Information that cannot be seen with the naked eye
Crop inspection is a vital part of agriculture and a drone can be used to acquire quick, accurate and meaningful information.
Drones can carry a combination of zoom, thermal, multispectral, NDVI and visual cameras to draw precise data that cannot be seen with the naked eye or is difficult to collect from ground level.
This provides vital, real-time information on crop growth, differences between healthy and distressed plants, and weed control, thus enabling agriculture professionals to identify problems quickly, precisely and accurately and better target their field research.
Drones can be used to perform these surveys as often as the job requires. This accurate and repeatable multi-year drone data allows for better planning and monitoring of improvements, such as ditches and evolving fertilizer applications.
As an added benefit, this meaningful data can be processed instantly and can be quickly shared with key staff and decision makers to help maximize agricultural results.
“Efficient weed control in an agricultural operation is key. Knowing when and where to apply the herbicide can provide significant savings, not only in preventing crop damage, but also in minimizing the amount of product that is purchased and applied. Remote sensing technology can help growers evaluate the effectiveness of treatments, identify problem areas and implement necessary corrective actions ”.
MicaSense and Dynamic Wings
The best drones for crop inspection
As the world's leading drone manufacturer, DJI has a number of solutions to help farmers gather vital information on crop health and vegetation management.

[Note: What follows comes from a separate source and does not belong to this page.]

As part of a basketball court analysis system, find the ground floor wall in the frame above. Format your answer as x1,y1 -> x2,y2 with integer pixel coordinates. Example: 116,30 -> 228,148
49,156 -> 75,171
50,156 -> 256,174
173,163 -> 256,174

The Phantom 4 Multispectral is a precision agriculture dedicated drone, which allows agriculture professionals to acquire plant-level data.
The drone is equipped with an integrated imaging system that includes 1 RGB camera and a multispectral camera with five sensors covering the blue, green, red, red and near infrared bands.
Users can switch between NDVI images and live RGB feeds to highlight areas of attention and enable targeted treatment decisions.
The Phantom 4 Multispectral benefits from RTK accuracy, while the DJI TimeSync system allows you to obtain accurate positioning data on the images captured by the cameras.
This allows farmers to make timely and informed decisions about crop treatment and health, reducing costs, saving on resources and helping to maximize yields.
The DJI Matrice M300 RTK is another reliable option for farmers. While not strictly an agricultural drone, the M300 RTK can be integrated with several payloads to capture key agricultural information, including the H20T camera which boasts thermal and zoom capabilities. Thermography has a wide range of applications in agriculture, such as irrigation scheduling, plant disease detection and fruit yield estimation, while a zoom camera can be used to focus on specific areas.
The DJI Matrice 300 RTK can also be integrated with third-party payloads, allowing farmers to pair the drone with dedicated and specialized NDVI and multispectral sensors.
Meanwhile, the DJI Mavic 2 Enterprise series offers a lightweight, foldable and portable option for farmers. The standard Mavic 2 Enterprise comes with a dynamic zoom camera, while the Mavic 2 Enterprise Dual comes with thermal capabilities. Both drones can carry modular accessories, such as a speaker, spotlight, and beacon, to add versatility to farming missions.